WASHINGTON (Reuters) – The senior U.S. Senate Democrat called on Sunday for the Republican-led chamber to demand testimony from four current and former White House aides in a trial expected early next year on whether to remove President Donald Trump from office.

Senate Democratic leader Chuck Schumer urged formal legal demands for testimony from White House acting Chief of Staff Mick Mulvaney, former national security adviser John Bolton, Mulvaney aide Robert Blair and budget official Michael Duffey.

The appeal by Schumer in a letter to Republican Senate Majority Leader Mitch McConnell highlighted a Democratic effort to shape the Senate’s likely trial of Trump even though Democrats do not control the chamber.

Trump is expected to become the third U.S. president to be impeached when the Democratic-led House of Representatives votes, likely this week, on charges that he abused his power by asking Ukraine to investigate Joe Biden, a leading Democratic contender to oppose him in the 2020 U.S. presidential election, and obstructed Congress’ investigation into the matter.

That would set up a trial in the Senate, which is unlikely to vote to remove the Republican president from office.

Trump has denied wrongdoing and called impeachment “a hoax.”

In his letter calling for subpoenas of the three current and one former White House aide, Schumer noted that the House had asked all four to testify in its impeachment inquiry but that they did not appear.

Democrats accused the president of endangering the U.S. Constitution, jeopardizing national security and undermining the integrity of the 2020 election by asking Ukrainian President Volodymyr Zelenskiy in a July phone call to investigate Biden, a former U.S. vice president, as well as his son Hunter Biden.

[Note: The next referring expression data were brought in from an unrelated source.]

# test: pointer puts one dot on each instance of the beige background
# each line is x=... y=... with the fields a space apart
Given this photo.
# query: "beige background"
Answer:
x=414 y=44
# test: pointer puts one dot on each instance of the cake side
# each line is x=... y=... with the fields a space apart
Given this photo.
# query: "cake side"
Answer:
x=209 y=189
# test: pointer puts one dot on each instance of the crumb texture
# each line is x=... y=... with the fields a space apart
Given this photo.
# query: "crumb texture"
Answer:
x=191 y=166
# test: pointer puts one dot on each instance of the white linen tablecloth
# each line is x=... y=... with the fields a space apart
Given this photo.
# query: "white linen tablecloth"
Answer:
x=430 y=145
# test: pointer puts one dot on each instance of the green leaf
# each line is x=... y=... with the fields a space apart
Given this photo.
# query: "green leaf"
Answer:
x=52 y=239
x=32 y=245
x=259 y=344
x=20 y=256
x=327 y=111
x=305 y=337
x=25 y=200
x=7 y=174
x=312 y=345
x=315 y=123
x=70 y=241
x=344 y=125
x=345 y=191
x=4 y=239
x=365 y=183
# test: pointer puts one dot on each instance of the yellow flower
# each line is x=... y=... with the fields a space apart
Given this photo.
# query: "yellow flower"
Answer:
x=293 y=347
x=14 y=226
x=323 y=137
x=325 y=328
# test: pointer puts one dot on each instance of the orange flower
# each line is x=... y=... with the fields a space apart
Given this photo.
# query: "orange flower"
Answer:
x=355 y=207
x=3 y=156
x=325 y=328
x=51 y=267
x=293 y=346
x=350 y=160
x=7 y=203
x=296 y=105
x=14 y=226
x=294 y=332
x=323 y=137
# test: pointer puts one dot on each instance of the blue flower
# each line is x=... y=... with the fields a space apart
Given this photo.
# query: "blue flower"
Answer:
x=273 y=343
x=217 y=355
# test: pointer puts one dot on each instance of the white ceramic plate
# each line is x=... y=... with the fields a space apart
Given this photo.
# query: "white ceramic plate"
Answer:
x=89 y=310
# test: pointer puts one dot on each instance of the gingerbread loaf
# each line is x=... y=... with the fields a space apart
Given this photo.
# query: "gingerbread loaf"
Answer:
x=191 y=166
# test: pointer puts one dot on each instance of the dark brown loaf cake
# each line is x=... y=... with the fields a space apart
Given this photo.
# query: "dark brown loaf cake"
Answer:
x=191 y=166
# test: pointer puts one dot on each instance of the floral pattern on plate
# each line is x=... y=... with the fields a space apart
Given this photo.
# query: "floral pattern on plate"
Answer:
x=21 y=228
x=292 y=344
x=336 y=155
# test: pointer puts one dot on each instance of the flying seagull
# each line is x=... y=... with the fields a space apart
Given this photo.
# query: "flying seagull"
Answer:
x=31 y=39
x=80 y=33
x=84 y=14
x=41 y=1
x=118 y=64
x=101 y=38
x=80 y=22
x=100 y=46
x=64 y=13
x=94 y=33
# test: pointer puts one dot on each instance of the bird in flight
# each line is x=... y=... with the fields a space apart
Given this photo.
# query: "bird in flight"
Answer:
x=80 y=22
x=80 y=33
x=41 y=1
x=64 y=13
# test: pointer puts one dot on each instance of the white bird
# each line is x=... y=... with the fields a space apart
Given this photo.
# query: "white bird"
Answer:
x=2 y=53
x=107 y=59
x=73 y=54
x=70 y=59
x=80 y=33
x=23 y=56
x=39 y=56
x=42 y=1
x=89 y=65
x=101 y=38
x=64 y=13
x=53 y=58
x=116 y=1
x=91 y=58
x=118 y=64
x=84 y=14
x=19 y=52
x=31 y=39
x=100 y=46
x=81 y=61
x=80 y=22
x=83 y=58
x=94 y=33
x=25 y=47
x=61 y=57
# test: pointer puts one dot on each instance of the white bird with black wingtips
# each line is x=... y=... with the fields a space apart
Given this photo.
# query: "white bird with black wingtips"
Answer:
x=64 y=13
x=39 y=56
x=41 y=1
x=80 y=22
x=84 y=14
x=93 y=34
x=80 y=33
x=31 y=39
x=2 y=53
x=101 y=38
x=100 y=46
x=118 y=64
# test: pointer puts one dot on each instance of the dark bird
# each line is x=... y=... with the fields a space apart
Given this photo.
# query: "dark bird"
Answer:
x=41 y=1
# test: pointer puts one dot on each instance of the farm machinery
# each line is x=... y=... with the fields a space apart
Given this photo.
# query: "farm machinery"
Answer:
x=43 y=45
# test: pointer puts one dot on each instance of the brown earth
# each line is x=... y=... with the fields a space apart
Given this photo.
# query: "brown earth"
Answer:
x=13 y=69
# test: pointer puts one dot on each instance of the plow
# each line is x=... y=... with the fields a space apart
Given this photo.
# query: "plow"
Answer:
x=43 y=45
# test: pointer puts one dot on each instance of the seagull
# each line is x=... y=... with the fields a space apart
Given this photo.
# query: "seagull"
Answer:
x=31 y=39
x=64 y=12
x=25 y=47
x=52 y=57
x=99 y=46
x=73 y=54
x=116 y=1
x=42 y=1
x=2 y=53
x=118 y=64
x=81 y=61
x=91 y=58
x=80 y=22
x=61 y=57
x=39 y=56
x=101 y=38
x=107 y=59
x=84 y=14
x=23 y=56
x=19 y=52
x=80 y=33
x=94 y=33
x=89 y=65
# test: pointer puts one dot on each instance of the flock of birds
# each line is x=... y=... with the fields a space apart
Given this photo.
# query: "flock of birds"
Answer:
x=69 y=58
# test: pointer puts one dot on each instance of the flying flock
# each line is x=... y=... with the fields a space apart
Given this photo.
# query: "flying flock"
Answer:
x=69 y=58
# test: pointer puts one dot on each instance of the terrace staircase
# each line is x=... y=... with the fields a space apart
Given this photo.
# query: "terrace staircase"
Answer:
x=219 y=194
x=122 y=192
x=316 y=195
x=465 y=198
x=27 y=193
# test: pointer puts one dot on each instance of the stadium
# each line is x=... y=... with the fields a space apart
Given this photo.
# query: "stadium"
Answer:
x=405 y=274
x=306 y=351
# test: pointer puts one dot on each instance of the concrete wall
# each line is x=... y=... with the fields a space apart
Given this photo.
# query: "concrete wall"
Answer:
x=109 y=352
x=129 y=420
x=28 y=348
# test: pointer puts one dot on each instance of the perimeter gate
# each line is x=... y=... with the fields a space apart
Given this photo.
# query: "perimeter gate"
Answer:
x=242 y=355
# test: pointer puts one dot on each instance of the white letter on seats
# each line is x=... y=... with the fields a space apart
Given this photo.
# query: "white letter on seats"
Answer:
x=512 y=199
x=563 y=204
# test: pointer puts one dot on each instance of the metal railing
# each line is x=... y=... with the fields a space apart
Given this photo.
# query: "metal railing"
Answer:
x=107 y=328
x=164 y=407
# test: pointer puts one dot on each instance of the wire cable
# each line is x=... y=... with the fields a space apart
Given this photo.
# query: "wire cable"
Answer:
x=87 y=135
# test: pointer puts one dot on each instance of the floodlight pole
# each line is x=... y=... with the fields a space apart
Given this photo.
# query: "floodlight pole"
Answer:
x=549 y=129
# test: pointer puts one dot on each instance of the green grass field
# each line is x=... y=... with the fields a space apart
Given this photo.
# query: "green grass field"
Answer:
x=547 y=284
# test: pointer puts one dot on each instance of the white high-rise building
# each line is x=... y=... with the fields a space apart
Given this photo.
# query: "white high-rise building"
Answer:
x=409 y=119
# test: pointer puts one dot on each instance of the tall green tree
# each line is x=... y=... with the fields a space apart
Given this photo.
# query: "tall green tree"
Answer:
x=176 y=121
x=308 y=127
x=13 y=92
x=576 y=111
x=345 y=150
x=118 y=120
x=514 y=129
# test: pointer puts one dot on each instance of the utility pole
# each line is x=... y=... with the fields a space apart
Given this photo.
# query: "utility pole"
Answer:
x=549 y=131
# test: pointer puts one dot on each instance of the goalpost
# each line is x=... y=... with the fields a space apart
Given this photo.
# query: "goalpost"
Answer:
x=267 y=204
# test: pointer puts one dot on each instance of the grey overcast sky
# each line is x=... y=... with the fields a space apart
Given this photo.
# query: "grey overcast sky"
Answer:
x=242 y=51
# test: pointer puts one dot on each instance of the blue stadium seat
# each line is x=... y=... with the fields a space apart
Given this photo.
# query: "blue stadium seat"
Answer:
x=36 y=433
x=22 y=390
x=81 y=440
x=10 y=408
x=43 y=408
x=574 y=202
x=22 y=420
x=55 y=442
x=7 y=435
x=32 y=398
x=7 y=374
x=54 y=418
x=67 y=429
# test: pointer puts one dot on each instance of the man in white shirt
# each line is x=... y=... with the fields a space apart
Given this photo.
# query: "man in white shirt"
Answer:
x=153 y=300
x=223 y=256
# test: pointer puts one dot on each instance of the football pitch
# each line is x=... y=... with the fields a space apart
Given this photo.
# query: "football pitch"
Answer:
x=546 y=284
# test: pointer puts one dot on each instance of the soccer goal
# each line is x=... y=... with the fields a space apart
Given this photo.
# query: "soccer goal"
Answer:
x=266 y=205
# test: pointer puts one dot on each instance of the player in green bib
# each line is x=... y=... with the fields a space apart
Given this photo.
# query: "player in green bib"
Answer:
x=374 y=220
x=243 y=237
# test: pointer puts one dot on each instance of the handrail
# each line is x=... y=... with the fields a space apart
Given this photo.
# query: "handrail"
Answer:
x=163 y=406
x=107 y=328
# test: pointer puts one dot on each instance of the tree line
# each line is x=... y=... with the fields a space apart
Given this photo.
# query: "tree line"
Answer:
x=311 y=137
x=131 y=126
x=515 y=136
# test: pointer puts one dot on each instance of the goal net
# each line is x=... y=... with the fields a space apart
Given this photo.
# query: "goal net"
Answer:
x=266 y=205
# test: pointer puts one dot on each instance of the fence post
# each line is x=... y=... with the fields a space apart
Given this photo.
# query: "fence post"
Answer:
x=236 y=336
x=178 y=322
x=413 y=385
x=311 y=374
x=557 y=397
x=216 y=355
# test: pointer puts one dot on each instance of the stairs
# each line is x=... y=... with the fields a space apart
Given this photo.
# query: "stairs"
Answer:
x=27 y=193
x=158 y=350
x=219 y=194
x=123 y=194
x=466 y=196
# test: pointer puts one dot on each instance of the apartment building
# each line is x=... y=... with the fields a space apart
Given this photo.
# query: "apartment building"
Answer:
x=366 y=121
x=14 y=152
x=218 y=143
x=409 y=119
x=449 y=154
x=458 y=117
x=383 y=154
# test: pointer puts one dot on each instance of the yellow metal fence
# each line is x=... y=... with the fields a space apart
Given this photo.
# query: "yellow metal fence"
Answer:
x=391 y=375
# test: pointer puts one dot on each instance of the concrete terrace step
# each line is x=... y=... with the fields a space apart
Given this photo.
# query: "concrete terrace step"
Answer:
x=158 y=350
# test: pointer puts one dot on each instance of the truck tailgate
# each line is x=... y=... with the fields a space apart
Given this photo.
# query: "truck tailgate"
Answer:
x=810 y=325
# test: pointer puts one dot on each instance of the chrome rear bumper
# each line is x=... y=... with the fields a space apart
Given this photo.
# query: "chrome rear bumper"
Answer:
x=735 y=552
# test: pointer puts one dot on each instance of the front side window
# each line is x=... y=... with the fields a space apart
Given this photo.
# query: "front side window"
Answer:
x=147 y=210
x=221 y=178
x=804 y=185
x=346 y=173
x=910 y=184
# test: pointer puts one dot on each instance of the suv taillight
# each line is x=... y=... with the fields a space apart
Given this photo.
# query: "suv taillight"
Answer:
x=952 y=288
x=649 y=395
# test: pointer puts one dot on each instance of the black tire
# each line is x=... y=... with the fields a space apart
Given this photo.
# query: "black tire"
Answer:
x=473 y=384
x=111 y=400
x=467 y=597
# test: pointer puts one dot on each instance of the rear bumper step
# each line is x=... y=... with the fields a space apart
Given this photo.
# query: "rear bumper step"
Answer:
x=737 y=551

In his letter, Schumer also asked for the Senate to subpoena a “limited set of documents” that he believes would shed light on Trump’s decision to delay the release of $391 million in U.S. aid to Ukraine and the president’s desire for Ukraine to announce investigations into Biden and his son, Hunter Biden.

“The trial must be one that not only hears all of the evidence and adjudicates the case fairly; it must also pass the fairness test with the American people,” Schumer wrote in his letter to McConnell.

Slideshow (4 Images)

Trump has made the Democratic-led impeachment inquiry a rallying cry for his supporters as he attempts to win re-election next November.

A McConnell spokesman did not address the substance of Schumer’s requests, but said the Senate majority leader “has made it clear he plans to meet with Leader Schumer to discuss the contours of a trial soon. That timeline has not changed.”

McConnell said last week he was coordinating his approach with the White House counsel, and has raised the prospect of a short Senate impeachment trial in which no witnesses would be called.